Limoges, 22 janvier.

Persuadé, M., que MM. les curés ne se porteront pas, cette année, avec moins de zèle que l’année dernière à me faciliter les moyens de soulager ceux de leurs paroissiens qui essuieront des pertes de bestiaux, conformément à l’invitation que je leur en ai faite par ma lettre du 3 mai 1762[2], je joins à celle-ci de nouveaux états en blanc, en vous priant de vouloir bien les remplir comme ceux de l’année dernière.

Plusieurs de MM. les curés m’ont représenté qu’il serait moins embarrassant pour eux de ne m’envoyer ces états que tous les trois mois, et j’ai aussi éprouvé de mon côté que la trop grande multiplicité des états envoyés tous les mois donnait quelque embarras dans mes bureaux et rendait l’expédition plus pénible. C’est ce qui m’a déterminé à ne vous envoyer pour cette année que quatre états, dont chacun servira pour trois mois. Les noms des mois auxquels chacun de ces états est destiné sont imprimés en tête, et je vous serai obligé d’y faire attention pour ne les pas confondre.

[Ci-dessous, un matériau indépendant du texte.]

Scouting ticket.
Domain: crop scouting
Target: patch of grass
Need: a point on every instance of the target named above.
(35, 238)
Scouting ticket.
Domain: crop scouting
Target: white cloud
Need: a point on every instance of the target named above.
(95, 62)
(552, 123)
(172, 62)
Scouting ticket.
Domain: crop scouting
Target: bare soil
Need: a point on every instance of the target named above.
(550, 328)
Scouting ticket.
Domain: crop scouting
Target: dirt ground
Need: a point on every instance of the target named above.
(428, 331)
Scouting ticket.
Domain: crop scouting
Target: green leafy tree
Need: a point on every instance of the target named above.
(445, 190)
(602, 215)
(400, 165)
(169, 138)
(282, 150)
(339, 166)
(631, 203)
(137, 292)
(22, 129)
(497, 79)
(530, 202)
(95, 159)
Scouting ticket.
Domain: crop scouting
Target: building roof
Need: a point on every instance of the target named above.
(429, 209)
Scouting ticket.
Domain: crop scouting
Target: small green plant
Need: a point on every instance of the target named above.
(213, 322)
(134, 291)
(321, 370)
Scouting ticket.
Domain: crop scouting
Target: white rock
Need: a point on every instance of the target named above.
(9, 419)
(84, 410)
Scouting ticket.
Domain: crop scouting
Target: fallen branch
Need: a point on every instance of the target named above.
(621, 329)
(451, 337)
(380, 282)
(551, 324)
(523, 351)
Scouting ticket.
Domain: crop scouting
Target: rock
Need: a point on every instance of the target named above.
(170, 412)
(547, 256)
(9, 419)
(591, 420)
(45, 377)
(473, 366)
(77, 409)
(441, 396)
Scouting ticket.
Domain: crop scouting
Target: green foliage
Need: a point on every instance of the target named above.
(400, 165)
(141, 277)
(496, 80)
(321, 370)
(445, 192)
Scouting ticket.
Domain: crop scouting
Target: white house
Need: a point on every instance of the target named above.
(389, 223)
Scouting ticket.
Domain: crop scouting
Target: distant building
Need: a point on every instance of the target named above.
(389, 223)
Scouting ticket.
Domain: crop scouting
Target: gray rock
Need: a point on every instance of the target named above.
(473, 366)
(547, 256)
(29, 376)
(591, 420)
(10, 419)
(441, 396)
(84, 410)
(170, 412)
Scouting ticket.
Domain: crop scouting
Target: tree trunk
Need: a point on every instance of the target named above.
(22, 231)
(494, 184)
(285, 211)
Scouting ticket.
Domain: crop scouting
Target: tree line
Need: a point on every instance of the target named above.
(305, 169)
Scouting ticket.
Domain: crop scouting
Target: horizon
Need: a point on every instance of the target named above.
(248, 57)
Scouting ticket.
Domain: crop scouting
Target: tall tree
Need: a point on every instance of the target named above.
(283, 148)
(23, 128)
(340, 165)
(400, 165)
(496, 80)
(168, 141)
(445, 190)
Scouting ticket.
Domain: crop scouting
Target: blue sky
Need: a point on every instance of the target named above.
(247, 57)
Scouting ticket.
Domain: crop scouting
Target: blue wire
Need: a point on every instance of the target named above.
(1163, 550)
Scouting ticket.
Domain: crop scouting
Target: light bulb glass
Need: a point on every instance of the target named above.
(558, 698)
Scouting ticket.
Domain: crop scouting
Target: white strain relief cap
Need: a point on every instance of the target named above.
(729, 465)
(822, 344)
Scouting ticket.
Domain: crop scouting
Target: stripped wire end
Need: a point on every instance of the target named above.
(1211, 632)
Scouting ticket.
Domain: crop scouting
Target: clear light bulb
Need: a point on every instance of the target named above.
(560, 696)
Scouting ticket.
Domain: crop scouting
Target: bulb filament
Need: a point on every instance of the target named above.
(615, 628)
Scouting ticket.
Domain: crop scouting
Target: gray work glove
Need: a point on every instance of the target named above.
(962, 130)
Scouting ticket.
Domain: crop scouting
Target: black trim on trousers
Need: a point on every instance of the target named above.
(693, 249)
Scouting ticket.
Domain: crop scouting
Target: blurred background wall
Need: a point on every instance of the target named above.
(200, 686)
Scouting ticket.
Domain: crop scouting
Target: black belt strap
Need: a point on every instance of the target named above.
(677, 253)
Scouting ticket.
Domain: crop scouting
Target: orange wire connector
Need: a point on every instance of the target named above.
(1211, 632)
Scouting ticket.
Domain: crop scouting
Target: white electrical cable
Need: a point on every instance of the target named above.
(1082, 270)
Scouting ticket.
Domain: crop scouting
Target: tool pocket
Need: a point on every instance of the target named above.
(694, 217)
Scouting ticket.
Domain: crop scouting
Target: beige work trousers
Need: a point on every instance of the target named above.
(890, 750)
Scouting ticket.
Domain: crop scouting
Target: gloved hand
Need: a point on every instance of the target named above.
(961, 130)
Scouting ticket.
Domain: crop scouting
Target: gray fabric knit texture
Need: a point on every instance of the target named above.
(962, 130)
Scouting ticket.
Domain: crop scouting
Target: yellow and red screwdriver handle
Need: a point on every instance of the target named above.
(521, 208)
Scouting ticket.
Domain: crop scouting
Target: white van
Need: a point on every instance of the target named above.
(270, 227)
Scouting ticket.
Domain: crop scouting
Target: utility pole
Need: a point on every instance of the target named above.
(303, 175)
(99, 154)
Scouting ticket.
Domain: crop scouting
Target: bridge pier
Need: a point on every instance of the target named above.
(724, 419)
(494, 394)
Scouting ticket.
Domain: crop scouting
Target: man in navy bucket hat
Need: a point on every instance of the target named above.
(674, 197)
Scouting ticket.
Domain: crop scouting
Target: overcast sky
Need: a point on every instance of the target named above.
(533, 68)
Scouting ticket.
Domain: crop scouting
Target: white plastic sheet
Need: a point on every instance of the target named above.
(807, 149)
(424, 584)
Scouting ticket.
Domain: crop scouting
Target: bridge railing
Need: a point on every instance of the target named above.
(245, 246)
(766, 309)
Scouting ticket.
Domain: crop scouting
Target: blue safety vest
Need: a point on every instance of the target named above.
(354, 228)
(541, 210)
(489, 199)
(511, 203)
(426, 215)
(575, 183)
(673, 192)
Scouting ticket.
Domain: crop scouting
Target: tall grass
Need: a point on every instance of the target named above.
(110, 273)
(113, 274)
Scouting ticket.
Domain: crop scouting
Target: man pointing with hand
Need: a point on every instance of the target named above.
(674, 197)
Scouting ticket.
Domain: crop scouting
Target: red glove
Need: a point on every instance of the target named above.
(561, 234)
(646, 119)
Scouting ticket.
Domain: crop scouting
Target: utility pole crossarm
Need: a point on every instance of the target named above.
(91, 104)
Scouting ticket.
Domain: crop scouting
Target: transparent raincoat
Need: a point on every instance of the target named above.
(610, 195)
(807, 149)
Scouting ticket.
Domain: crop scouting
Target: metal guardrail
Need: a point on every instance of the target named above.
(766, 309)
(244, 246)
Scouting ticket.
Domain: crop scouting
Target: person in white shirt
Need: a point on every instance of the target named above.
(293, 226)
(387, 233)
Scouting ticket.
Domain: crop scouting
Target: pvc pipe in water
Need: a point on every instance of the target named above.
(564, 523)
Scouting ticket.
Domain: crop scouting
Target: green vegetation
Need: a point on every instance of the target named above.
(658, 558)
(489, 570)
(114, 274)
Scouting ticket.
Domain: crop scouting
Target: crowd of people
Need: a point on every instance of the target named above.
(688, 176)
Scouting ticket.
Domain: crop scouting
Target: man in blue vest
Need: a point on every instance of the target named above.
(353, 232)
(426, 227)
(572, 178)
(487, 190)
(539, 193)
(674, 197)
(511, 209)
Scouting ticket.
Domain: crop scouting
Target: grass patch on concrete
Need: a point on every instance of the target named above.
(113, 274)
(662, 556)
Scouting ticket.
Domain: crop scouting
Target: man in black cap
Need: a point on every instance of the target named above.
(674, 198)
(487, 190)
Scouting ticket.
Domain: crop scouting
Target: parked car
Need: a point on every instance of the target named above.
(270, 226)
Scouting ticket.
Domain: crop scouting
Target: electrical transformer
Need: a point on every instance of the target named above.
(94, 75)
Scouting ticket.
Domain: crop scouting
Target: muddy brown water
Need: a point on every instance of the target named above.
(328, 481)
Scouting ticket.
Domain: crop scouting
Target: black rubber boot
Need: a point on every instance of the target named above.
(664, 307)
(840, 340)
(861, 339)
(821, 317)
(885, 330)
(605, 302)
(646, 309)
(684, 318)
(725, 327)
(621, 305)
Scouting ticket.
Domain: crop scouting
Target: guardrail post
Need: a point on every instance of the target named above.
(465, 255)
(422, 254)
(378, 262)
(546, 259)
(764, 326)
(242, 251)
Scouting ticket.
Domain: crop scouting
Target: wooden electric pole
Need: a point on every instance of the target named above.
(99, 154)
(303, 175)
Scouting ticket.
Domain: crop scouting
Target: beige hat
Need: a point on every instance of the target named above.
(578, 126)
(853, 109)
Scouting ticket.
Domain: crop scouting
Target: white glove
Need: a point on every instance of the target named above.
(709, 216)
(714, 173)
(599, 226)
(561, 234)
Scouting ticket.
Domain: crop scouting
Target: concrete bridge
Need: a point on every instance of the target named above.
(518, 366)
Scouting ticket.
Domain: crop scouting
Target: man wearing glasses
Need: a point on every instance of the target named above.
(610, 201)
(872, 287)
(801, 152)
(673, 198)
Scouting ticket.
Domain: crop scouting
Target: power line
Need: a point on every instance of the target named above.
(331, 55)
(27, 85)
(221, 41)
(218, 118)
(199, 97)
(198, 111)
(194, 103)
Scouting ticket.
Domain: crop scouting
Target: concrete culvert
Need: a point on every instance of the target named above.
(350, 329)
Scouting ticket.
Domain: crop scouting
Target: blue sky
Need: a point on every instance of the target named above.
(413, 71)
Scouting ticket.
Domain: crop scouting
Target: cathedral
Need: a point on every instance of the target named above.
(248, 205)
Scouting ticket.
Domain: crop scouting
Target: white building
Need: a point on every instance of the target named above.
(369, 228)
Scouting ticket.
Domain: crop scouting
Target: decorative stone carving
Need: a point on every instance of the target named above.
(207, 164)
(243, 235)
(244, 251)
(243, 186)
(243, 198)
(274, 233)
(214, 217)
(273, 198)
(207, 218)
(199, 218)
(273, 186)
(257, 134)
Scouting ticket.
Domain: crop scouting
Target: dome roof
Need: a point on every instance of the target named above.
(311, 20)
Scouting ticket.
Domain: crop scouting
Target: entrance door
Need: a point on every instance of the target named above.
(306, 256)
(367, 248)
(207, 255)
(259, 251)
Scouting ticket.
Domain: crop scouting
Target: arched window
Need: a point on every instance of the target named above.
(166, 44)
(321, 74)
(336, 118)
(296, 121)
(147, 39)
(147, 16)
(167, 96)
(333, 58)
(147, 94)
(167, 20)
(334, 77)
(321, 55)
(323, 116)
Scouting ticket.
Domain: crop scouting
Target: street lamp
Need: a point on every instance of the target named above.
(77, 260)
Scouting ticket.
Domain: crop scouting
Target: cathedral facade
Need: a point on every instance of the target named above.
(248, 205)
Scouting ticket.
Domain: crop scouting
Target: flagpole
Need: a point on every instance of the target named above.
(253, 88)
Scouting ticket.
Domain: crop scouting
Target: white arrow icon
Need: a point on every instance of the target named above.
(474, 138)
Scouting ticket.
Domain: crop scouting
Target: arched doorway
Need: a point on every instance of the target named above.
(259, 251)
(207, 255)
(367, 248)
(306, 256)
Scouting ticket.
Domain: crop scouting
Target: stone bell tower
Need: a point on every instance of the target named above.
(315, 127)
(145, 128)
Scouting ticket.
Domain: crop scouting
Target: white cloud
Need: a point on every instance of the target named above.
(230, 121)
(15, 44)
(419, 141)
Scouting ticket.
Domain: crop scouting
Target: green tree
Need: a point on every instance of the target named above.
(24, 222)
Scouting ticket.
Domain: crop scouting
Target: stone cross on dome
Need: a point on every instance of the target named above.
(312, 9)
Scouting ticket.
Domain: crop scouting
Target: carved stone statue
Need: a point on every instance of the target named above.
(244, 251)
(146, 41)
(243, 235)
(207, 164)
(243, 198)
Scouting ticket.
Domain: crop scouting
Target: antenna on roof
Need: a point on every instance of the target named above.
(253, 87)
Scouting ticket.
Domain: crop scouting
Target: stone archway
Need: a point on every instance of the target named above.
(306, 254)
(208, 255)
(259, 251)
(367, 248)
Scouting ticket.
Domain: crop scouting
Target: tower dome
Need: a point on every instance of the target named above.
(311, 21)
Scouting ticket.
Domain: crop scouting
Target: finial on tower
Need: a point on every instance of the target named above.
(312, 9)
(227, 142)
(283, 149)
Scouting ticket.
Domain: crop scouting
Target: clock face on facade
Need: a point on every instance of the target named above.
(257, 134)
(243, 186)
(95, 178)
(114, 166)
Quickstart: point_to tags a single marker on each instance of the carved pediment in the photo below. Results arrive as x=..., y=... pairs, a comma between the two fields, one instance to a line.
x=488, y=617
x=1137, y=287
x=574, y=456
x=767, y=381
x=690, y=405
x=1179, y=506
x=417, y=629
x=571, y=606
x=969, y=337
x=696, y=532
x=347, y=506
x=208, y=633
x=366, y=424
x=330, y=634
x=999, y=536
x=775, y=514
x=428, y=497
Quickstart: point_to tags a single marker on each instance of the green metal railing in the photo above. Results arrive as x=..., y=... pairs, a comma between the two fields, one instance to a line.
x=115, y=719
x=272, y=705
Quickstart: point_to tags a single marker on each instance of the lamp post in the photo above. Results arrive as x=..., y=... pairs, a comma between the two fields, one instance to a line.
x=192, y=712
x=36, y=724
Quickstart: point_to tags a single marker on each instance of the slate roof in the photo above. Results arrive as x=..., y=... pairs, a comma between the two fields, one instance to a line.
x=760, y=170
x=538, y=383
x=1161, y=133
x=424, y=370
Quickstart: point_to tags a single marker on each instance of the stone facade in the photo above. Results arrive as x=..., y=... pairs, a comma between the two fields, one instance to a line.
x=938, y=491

Malgré ce changement, j’espère que vous aurez toujours soin d’inscrire sur votre état les pertes à mesure qu’elles arriveront. Cette attention est importante, parce qu’il est plus aisé de constater ces sortes d’accidents sur-le-champ qu’après quelques mois, et je ne puis trop vous recommander de prendre toutes sortes de précautions pour n’être point trompé. J’ai lieu de craindre que quelques-uns de MM. les curés n’aient eu un peu trop de facilité à s’en rapporter à la simple déclaration de ceux qui prétendaient avoir perdu des bestiaux. Je suis bien persuadé qu’aucun d’eux ne voudrait faire servir la confiance que je leur donne à favoriser qui que ce soit injustement, et à procurer des modérations à ceux dont la perte n’aurait pas été réelle. Quoique les modérations que j’accorde sur la capitation ne retombent pas immédiatement sur la paroisse, il est cependant vrai que l’imposition faite sur la Province doit remplir le montant de ces diminutions, et qu’ainsi la charge des autres contribuables est toujours augmentée, quoique d’une manière peu sensible. Cette raison seule suffit pour vous engager à redoubler de précautions, afin qu’on ne vous en impose pas ; la meilleure de toutes est celle que je vous ai déjà proposée dans ma lettre du 3 mai dernier, la lecture publique de vos états.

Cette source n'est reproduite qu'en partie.